Installation view of Pacifico Silano’s “Plant Study No. 1” in “Queer Tropics” at Pelican Bomb Gallery X, New Orleans. (Courtesy Pelican Bomb, New Orleans. Photo by Jonathan Traviesa.)

This interest in–and control over–marginalized bodies isn’t just for the hetero or cis-normative. From the 19th century on, gay writers have used the tropics as a means to illustrate exotic and illicit same-sex desire, from Andre Gide’s vivid portrayal of Michel’s wanton wanderings around colonial Tunisia and Algeria in The Immoralist to William S. Burroughs’s dope-strewn Mexico to more recently, Gary Indiana’s forays into Cuba in his memoir I Can Give You Anything But Love (“Down here fascination with male beauty impedes my progress”). Even people from the tropics get hypersexualized in novels such as Andrew Holleran’s Dancer From The Dance, whose characters frequently lust after Latino men in even darker New York discos.

Some artists deal with this conflation of the tropics with hypereroticism directly as in Pacifico Silano’s photo-sculpture Plant Study No. 1, which brings together images of nude men lounging (or fucking) next to tropical plants from 1970s gay porn magazines. Like the bodies of people from the tropics, the plants become a symbol of the exotic made domestic.
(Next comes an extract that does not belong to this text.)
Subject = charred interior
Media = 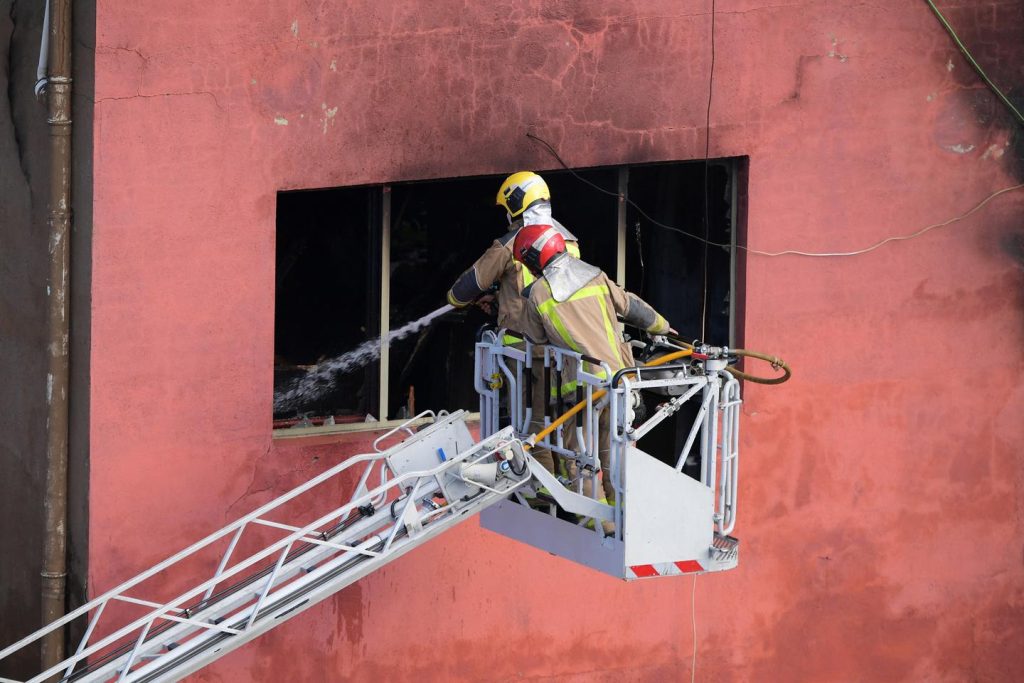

Installation view of Pacifico Silano’s “The Copa” in “Queer Tropics” at Pelican Bomb Gallery X, New Orleans. (Courtesy Pelican Bomb, New Orleans. Photo by Jonathan Traviesa.)

This use of the tropical as a symbol for sexual exuberance is also referenced in Silano’s nearby The Copa, a screenprint of an ad for the bygone gay nightclub The Copa in Ft. Lauderdale. Closed in 2005, after being wiped out by Hurricane Wilma, the ad boasts, “This Disco Goes To Paradise Nightly.” With multiple iterations of the same Xeroxed advertisement, the screenprint is notably absent of bodies, a nod to the loss of community after the closure of the club. In addition to the disco nostalgia, for which I’m obviously a sucker, Silano, through his layering process, makes the advertisement nearly illegible by cutting and fracturing the image. The image, like The Copa itself, remains unattainable.

Installation view of “Queer Tropics” at Pelican Bomb Gallery X, New Orleans. (Courtesy Pelican Bomb, New Orleans. Photo by Jonathan Traviesa)

Like Silano, a majority of the artists in the show explore how illegibility–or the refusal of visibility–can confront the overdetermination of tropical lands and the people that inhabit them. This refusal is perhaps best illustrated by Joiri Minaya’s photograph Container #1, which portrays the artist entirely wrapped in a printed fabric resembling a mummy. Like Hunter Reynolds’s mummification performances, which, in part, reference the sexual fetish of mummification, this photograph is both a tacit rejection of the viewer’s gaze and an engagement with the fetishizing of the exotic Other. With the artist both covered and laying in leaves, the photo consciously avoids participating in the hypervisibility of marginalized people.

While this refusal has been an art-making practice for decades, it becomes an even more crucial method of resistance now as marginalized identities, including those inhabiting the tropics, have been appropriated for clickbait-y forms of allyship and consumerist-driven social justice. As artist Geo Wyeth says in a conversation in the publication Trap Door: Trans Cultural Production And The Politics Of Visibility, “Refusal can be a sort of protest of all these conditions of being” (200).